PCA_Dimension4: is mainly correlated to ‘Frozen’ (positive correlation) and negatively correlated to ‘Delicatessen’ and ‘Fresh’.

Dimension 1 Dimension 2 Dimension 3 Dimension 4 Dimension 5 Dimension 6
0 1.1367 -0.1357 1.2913 -0.6126 0.4993 0.0965
1 -3.3629 -1.7125 0.3371 0.7769 0.3800 0.6531
2 1.5088 1.3272 0.5133 -0.4019 0.2411 0.0286

#Dimensionality Reduction When using principal component analysis, one of the main goals is to reduce the dimensionality of the data — in effect, reducing the complexity of the problem.
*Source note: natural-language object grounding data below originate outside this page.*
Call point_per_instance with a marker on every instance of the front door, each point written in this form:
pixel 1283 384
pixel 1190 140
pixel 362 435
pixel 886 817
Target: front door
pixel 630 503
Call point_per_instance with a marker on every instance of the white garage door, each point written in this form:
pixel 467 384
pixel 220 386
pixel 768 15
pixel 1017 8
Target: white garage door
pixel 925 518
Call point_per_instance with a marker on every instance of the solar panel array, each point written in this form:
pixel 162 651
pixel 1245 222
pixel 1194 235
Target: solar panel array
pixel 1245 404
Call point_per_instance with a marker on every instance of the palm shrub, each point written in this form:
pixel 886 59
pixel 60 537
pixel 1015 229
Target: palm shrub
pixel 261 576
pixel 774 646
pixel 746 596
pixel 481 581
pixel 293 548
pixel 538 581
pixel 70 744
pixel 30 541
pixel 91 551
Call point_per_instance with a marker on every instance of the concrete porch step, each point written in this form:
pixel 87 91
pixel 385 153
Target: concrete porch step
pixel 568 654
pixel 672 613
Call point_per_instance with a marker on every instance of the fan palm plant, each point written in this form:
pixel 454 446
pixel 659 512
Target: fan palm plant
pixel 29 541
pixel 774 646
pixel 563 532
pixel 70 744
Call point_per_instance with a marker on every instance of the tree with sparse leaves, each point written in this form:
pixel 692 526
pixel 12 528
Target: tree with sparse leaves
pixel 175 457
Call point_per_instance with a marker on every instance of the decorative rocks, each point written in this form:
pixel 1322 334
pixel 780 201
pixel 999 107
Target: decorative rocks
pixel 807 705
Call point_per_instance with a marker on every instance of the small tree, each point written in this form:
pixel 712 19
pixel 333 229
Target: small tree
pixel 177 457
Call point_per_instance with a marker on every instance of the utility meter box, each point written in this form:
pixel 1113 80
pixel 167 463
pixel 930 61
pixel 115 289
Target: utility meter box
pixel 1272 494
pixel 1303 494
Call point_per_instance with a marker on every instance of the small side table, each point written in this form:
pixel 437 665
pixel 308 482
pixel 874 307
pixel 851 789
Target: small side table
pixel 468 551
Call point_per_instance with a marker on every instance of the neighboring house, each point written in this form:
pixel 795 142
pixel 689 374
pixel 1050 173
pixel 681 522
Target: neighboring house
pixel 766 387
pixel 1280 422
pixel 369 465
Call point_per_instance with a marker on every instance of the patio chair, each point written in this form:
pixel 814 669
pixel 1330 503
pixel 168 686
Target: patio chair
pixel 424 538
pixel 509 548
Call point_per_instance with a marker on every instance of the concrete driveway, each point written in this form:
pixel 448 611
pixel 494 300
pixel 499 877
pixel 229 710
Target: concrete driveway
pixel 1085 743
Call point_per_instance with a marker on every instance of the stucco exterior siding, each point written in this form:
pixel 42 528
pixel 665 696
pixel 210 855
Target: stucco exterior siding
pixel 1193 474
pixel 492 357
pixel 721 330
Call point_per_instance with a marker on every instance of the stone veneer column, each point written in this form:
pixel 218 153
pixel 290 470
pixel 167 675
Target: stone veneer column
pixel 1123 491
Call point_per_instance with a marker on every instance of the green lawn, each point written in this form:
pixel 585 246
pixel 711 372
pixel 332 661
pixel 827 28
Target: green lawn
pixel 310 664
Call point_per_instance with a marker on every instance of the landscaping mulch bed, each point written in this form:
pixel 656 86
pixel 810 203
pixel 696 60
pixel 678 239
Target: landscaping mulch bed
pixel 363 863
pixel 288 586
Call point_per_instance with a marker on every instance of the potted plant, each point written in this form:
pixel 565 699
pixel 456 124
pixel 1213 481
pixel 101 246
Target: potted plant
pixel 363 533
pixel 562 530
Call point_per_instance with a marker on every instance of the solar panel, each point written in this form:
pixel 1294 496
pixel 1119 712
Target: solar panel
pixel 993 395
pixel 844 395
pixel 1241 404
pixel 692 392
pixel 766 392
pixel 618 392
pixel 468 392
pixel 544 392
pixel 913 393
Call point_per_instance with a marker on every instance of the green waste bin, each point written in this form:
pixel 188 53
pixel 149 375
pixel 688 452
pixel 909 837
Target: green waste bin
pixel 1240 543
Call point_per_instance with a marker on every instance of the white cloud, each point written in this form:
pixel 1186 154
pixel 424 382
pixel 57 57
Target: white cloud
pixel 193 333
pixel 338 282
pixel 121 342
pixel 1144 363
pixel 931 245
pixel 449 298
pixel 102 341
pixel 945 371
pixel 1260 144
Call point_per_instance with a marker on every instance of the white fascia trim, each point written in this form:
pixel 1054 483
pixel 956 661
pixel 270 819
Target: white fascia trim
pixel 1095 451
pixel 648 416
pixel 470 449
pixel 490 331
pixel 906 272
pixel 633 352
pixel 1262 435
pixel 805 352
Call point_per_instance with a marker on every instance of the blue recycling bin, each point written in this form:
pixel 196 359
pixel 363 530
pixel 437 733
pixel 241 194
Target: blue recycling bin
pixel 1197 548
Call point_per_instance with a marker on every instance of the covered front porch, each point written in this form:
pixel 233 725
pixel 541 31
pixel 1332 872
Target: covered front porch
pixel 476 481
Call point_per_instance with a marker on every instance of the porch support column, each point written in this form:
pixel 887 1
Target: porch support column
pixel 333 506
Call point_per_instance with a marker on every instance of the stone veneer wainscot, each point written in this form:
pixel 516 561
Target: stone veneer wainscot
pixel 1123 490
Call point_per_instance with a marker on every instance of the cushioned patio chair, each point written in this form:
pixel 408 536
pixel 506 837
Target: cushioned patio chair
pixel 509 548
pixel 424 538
Dimensionality reduction comes at a cost: Fewer dimensions used implies less of the total variance in the data is being explained. Because of this, the cumulative explained variance ratio is extremely important for knowing how many dimensions are necessary for the problem. Additionally, if a signifiant amount of variance is explained by only two or three dimensions, the reduced data can be visualized afterwards.

Dimension 1 Dimension 2
0 1.1367 -0.1357
1 -3.3629 -1.7125
2 1.5088 1.3272

Above, the scatter matrix is plotted for Dimension1 and Dimension2. Note that Dimension1 shows a bimodal distribution. This is not unexpected: indeed, Dimension1 gets contributions mainly from ‘Milk’, ‘Grocery’ and ‘Detergents_Paper’ products (the highest weights). And we have seen earlier in this report, that the 2 features ‘Grocery and ‘Detergents_Paper’ are positively correlated. In contrast, Dimension2 shows a unimodal distribution: in this case, the main contributing features are ‘Fresh’, ‘Frozen’, and ‘Delicatessen’. Those features are uncorrelated.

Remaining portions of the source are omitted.